Stride also manages Diversified NZ Property Trust which owns real estate worth $414m but has a further $82m of new developments, taking it to $496m worth of property, Littlewood said.
"This is a big transformation of the business which is really starting to take shape. We've said previously we intend to do an office fund, which would then give us four core vehicles, but we see opportunities beyond those four into other sectors but there are other markets," Littlewood said today.
The new vehicles could be listed on the NZX or unlisted "so long as they meet the investment criteria we're seeking: primarily around the right partner who wants to achieve the same outcome in terms of quality and growth," Littlewood said.
Valuation declines from Covid-19 pushed Stride Property Group's net profit after tax down 67 per cent from last year's $76.2m to $25.3m, yet net rental income rose $1.8m.
The group, which is Stride Investment Management and Stride Property, has properties valued at $996.1m. This morning, it released its result for the year to March 31, 2020.
The revaluation of the 26-property portfolio with 388 tenants has been hit by material valuation uncertainty due to Covid-19, it said. The pandemic has also created uncertainty for the 2021 outlook.

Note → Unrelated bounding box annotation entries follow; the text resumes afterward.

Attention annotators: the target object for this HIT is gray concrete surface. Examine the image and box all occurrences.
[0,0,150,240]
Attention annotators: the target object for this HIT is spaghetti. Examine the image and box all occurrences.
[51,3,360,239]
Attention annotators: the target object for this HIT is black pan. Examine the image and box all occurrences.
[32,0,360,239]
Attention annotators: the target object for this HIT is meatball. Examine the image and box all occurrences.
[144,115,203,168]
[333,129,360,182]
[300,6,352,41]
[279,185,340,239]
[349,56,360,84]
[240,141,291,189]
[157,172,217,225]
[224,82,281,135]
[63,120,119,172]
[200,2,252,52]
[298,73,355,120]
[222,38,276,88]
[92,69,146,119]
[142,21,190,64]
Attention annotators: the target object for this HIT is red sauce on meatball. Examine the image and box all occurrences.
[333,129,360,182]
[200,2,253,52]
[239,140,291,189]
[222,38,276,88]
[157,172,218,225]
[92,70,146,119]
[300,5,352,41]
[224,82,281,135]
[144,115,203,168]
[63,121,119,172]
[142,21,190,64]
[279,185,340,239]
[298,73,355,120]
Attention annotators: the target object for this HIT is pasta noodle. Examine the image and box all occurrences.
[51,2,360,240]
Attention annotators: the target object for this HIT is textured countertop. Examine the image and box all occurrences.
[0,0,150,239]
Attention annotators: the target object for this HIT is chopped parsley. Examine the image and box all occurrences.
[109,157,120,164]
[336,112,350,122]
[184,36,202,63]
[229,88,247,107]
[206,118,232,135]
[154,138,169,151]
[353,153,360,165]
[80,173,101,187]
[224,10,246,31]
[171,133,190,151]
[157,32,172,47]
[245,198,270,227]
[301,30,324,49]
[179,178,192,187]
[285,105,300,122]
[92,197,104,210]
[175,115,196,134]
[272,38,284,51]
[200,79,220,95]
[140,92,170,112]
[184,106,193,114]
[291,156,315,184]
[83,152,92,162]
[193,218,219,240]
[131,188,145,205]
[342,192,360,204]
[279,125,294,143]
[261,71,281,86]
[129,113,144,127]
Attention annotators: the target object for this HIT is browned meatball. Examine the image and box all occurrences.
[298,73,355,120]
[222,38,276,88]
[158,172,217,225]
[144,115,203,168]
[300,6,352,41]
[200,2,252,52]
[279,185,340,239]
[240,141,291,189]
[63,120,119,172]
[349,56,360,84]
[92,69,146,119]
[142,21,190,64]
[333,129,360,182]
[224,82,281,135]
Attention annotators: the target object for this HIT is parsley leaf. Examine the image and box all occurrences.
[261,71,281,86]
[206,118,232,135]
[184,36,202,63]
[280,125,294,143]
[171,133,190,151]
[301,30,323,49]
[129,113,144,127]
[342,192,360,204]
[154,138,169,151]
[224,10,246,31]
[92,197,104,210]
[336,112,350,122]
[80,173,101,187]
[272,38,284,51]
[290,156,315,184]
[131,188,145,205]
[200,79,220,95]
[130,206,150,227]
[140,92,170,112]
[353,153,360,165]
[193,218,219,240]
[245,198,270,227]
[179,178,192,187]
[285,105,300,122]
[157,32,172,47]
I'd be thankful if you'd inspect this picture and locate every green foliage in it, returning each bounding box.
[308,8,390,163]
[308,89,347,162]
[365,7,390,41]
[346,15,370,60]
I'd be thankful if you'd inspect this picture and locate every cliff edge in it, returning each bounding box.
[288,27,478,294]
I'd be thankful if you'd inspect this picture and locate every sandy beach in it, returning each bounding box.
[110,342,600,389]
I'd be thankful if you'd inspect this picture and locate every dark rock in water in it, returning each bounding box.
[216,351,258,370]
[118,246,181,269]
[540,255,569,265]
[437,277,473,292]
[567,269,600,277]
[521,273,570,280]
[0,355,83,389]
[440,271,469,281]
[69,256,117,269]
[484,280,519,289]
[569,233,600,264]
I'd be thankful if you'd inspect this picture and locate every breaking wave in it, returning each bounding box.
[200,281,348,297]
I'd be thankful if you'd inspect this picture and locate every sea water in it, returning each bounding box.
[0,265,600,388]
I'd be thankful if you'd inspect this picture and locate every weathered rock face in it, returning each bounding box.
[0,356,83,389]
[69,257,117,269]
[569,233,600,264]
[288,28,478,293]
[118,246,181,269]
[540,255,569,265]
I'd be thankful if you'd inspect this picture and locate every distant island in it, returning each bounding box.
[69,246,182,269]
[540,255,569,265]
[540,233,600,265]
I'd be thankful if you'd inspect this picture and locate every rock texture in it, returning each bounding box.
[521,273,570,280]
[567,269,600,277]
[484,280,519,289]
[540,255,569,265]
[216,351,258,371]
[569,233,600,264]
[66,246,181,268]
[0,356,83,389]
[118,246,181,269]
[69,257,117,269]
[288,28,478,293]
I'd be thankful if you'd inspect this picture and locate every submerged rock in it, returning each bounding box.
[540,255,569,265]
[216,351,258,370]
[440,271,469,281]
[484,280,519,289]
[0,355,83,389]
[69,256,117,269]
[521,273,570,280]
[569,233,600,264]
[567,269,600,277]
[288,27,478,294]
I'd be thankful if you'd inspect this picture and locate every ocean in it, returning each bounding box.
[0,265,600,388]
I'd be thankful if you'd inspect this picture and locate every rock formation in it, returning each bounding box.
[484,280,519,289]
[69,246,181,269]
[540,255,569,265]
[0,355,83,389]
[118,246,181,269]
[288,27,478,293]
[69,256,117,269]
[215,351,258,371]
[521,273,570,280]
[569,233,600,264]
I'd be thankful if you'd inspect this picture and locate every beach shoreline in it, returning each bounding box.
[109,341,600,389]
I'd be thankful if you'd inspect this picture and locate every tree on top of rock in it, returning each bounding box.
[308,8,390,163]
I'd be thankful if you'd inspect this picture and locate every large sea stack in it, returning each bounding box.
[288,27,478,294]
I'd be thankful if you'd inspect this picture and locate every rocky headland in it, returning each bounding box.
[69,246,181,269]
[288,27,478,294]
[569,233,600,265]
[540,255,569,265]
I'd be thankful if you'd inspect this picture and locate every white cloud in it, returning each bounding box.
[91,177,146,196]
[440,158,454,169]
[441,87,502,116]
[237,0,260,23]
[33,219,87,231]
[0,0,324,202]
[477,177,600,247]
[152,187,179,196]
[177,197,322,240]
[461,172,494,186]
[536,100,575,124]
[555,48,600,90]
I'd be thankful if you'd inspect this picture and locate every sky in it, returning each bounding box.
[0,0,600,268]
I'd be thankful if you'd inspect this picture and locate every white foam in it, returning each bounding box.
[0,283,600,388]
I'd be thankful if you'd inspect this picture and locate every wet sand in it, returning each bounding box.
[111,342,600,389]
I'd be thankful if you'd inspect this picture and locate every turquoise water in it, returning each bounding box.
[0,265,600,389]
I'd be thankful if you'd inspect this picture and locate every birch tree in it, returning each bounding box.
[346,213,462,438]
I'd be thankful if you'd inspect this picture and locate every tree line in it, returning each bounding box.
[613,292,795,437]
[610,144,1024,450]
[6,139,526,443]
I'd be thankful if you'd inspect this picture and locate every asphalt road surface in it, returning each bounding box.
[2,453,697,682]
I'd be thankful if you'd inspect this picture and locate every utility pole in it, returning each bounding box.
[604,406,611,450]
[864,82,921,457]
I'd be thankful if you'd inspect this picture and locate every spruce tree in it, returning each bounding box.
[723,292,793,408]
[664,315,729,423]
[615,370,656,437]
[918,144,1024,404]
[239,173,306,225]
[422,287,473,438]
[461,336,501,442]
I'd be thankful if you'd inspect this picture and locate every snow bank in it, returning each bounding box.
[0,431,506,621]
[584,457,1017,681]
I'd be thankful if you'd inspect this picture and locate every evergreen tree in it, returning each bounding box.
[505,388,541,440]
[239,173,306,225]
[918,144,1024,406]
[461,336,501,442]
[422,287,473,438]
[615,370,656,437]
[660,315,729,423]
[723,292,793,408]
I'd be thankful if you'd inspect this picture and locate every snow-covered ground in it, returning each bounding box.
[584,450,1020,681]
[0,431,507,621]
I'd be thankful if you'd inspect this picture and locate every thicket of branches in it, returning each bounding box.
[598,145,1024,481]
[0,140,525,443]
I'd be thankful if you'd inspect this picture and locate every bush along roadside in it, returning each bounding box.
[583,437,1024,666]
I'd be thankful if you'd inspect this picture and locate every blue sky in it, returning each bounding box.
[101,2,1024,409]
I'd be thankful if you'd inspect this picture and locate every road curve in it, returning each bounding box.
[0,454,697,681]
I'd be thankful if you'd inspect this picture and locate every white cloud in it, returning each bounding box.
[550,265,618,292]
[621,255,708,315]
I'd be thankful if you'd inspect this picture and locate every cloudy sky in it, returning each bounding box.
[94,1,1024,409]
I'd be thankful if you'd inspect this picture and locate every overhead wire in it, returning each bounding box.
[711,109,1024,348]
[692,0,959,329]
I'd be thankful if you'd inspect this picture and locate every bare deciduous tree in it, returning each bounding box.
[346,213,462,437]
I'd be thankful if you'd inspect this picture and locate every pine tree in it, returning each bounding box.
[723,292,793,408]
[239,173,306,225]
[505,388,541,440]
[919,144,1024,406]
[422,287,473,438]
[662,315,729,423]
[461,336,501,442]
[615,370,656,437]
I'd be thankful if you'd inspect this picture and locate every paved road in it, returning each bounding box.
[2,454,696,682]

Yet revaluations only dropped $1.8m or 0.2 per cent from March 31, 2019.
Pre-tax profit fell by $52.7m to just $28.7m for the business which on April 30 sold three large-format retail properties to Investore Property for $140.7m. On April 1 last year it also sold an office building on Albany's Corinthian Drive for $50.5m.
Littlewood said: "Our year-end valuations were [done] mid-March and were up $65m. But into April, and due to the effects of coronavirus, valuations reduced back to zero so we lost all that gain. Had Covid-19 not hit, the valuations would have been up by $66.5m."
Stride's portfolio includes Westgate's NorthWest shopping centre, Wellington's Meridian building, the Silverdale retail centre which includes a Countdown and The Warehouse and Newmarket's Heartland House.
It bought a 4ha industrial Henderson property, The Concourse, in Auckland for $35m in the past year and developed the new Waste Management Headquarters on East Tamaki Rd in Auckland, a property valued at $98m.
The company's office block at 22 The Terrace, Wellington needs seismic strengthening.
The company gets 18 per cent of its income from offices, 20 per cent from industrial properties, 32 per cent from its shopping centres and large format retail and 16 per cent for managing four related-party entities.
The outlook is for falling profit: "Stride currently expects the financial impact from Covid-19 to result in a reduction in distributable profit for FY21 of between $2.9m and $5.1m. However, this is expected to be partially offset by one-off activity-based income in FY21 expected to increase distributable profit by between $2.2m and $3.6m."
Stride's total dividend remains the same as last year at 9.91cps. Littlewood said it had only borrowed $87m which gives a 17.8 per cent debt-to-asset ratio and he said that was the lowest it has ever been since the business listed in 2010.